Por: Paciano Padrón | @padronpaciano /
El asesinato programado y querido abre
las puertas a la reacción, justifica el desacato. Por un lado, el genocidio del
desabastecimiento planificado para, por hambre y enfermedad, someter al pueblo
ante el régimen, y por el otro, los atropellos y crímenes contra los disidentes
-del cual la masacre de El Junquito contra Oscar Pérez es la más brutal y
reciente expresión- mueven a la rebelión, a la desobediencia de un gobierno
ilegítimo y asesino.
A Oscar Pérez se la tenía jurada Maduro,
quien dio la orden de masacrarlo junto a su grupo que se escondía en una casita
de El Junquito. El objetivo: hay que meter miedo a los que quieren alzar la voz
contra el gobierno. Bernal fue vocero oficial: “Aquel que haga armas contra la
República se le responderá en iguales circunstancias”. Entiéndase, se repetirá
el crimen, más allá de que la desobediencia no es a la República sino al
narco-dictador, que ellos creen o hacen creer que es lo mismo.
Lo de El Junquito fue aplicación de la
pena de muerte, fue una sentencia a morir sin juicio y en contravención a
nuestra Constitución, que preserva la vida como bien superior en todas las
circunstancias. Fue una pena de muerte disfrazada de enfrentamiento, violatoria
de la equidad y la ley. Era obvio que Oscar Pérez y su grupo, desde tempranas
horas del fatídico lunes 15 de enero, se habían rendido y pedían no les
dispararan, como también lo exigía la madre de Oscar Pérez, y junto con ella un
coro de voces que se fue levantando en el mundo entero, mientras las redes
sociales distribuían durante horas las dramáticas imágenes y voces que hacían
percibir el avance de la muerte.
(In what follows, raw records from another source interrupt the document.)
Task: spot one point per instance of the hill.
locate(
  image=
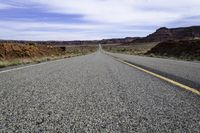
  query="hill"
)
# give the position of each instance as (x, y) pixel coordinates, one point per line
(185, 49)
(163, 34)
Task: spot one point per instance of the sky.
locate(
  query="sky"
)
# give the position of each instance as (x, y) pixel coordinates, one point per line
(92, 19)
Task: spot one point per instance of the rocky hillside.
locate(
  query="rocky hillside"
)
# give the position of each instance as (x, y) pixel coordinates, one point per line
(163, 34)
(85, 42)
(186, 49)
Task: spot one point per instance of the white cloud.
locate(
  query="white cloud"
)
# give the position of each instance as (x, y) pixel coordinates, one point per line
(110, 18)
(5, 6)
(126, 11)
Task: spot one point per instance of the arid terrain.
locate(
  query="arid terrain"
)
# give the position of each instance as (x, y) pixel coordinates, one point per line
(15, 54)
Veíamos acercarse el momento del zarpazo
final, el que llegó con un ataque policial y militar desproporcionado, que no
guarda relación alguna con los hechos. Se escuchaban los gritos del pueblo que
con angustia y desespero clamaba, no disparen más, no disparen.
Lo acontecido en El Junquito viola el
Estatuto de Roma de la Corte Penal Internacional, al serle aplicables sus
disposiciones. Se lee en el artículo 8 que es crimen de guerra “Causar la
muerte o lesiones a un combatiente que haya depuesto las armas o que, al no
tener medio para defenderse, se haya rendido a discreción”. Era obvio, Oscar
Pérez y el grupo de valientes patriotas habían depuesto las armas, se habían
rendido ante la evidencia de un cerco masivo. Más adelante el mismo Estatuto de
Roma indica como crimen de guerra el “ataque a una persona a sabiendas de que
está fuera de combate”. Qué distinto fue el trato que la democracia dio a
Chávez cuando este, el 4 de febrero, se entregó en el Museo Militar, a pesar de
que dejó en las calles a centenares de muertos y miles de heridos. Chávez ni
sus compañeros rendidos fueron asesinados, ni los torturaron, ni los encerraron
en la tumba del SEBIN de Plaza Venezuela.
Algo que resulta extraño es la presencia
en el sitio y la muerte allí de Heiker Vázquez, líder del Colectivo Armado del
23 de Enero y otros de su grupo, que según Bernal “cayeron en combate”.
¿Combate contra quién?, ¿quiénes le dispararon? Que explique Maduro, ¿cómo en
un operativo policial y militar está incorporado ese señor que hasta, donde
sabemos, no era militar ni policía? Si
ahora dicen que es policía, ¿cómo podía actuar oficialmente como criminal de un
colectivo armado? Todo hace pensar que tenían cuentas pendientes con él, y que
fue invitado a presentarse al escenario de la masacre para matar dos pájaros de
un tiro, a Oscar Pérez y a él, quien controlaba negocios en el 23 de Enero,
cuyos beneficios no se distribuían a satisfacción del cogollo del régimen. Por
razones de principios también deploro la muerte del Sr. Vázquez.
Parte de la perversidad del régimen -lo
que además pone de manifiesto la irresponsabilidad del mismo- es no haber dado
a conocer con prontitud la lista de los “caídos”. Este régimen perverso
disfruta de la angustia ajena, avanza en la desinformación y confusión, en la
violencia y el crimen, pareciera encontrar en la muerte su plena realización.
Todo indica que estamos en los últimos
días. El desespero hace actuar al régimen cada vez con mayor torpeza,
justificando así el desacato. Definitivamente la masacre mueve a la rebelión.